Foi aprovado um limite máximo de até 70% do teto constitucional, que é o salário dos ministros do STF, atualmente em R$ 46.366,19, permitindo pagamentos adicionais de até R$ 32.456.

Principais pontos da decisão

  • Escalonamento das vantagens: O total das verbas não pode ultrapassar 70% do teto, dividido em dois grupos de 35% cada um, um para antiguidade e outro para verbas indenizatórias.
  • Antiguidade: Valorização por tempo na carreira, limitada a 35 anos, com 5% a cada cinco anos.
  • Verbas indenizatórias: Incluem diárias, ajuda de custo para mudança, gratificações por exercício em local difícil, férias não usufruídas e acúmulo de jurisdição.

Regras de transição

Enquanto o Congresso não aprovar uma lei, apenas as parcelas indenizatórias e auxílios autorizados pelo STF podem compor a remuneração da Magistratura e do Ministério Público.

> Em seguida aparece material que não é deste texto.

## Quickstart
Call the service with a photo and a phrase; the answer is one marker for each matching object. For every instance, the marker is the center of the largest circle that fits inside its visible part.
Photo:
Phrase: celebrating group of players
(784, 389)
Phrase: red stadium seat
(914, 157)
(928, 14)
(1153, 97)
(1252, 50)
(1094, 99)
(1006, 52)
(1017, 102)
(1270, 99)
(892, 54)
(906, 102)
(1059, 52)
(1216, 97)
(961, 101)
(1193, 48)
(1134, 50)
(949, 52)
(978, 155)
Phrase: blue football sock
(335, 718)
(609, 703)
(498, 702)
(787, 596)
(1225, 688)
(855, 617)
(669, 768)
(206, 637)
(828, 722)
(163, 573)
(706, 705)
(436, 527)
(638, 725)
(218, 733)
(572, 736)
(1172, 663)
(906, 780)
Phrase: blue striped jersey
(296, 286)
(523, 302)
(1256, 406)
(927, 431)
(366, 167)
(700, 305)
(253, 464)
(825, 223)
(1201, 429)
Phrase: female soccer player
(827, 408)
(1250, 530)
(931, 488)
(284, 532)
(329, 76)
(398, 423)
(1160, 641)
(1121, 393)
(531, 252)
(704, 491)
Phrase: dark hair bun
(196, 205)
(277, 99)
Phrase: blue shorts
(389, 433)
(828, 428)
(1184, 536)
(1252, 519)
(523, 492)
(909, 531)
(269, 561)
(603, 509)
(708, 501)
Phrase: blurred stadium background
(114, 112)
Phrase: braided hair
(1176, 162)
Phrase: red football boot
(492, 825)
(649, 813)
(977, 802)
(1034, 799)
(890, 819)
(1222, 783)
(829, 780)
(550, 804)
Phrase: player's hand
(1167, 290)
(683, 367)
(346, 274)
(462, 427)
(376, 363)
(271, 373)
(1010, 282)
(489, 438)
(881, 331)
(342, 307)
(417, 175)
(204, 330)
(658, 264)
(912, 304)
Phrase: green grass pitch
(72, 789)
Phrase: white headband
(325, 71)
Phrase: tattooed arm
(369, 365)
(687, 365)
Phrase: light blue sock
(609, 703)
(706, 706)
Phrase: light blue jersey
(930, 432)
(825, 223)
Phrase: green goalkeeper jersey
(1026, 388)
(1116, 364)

  • Estão autorizados diárias, ajuda de custo por remoção, gratificações específicas, indenização por férias não gozadas, entre outros.

Outros aspectos relevantes

  • Pagamentos retroativos: Estão suspensos até definição de critérios pelo Conselho Nacional de Justiça e Ministério Público.
  • Acúmulo de jurisdição: Gratificação apenas para atuação em mais de um órgão jurisdicional, não para funções inerentes ao cargo.
  • Pagamentos proibidos: Licenças compensatórias, auxílios natalinos, auxílio combustível, auxílio-moradia, auxílio alimentação e outros benefícios considerados inconstitucionais.

Exceções permitidas acima do teto

  • Décimo terceiro salário.
  • Terço adicional de férias.
  • Auxílio saúde comprovado.
  • Abono de permanência previdenciário.
  • Gratificações por funções eleitorais acumuladas.

Transparência e controle

Órgãos públicos devem divulgar mensalmente os valores recebidos por seus membros e as rubricas correspondentes. Os responsáveis poderão ser punidos em caso de discrepâncias.

Decisões importantes

O STF reafirma que o teto salarial para cargos públicos é o salário dos ministros do Supremo, e que só será possível criar ou alterar verbas extras por lei federal ou decisão do próprio STF.

Além disso, a medida respeita a independência das carreiras que não fazem parte do Judiciário e Ministério Público, que continuarão a seguir suas próprias regras até nova legislação federal.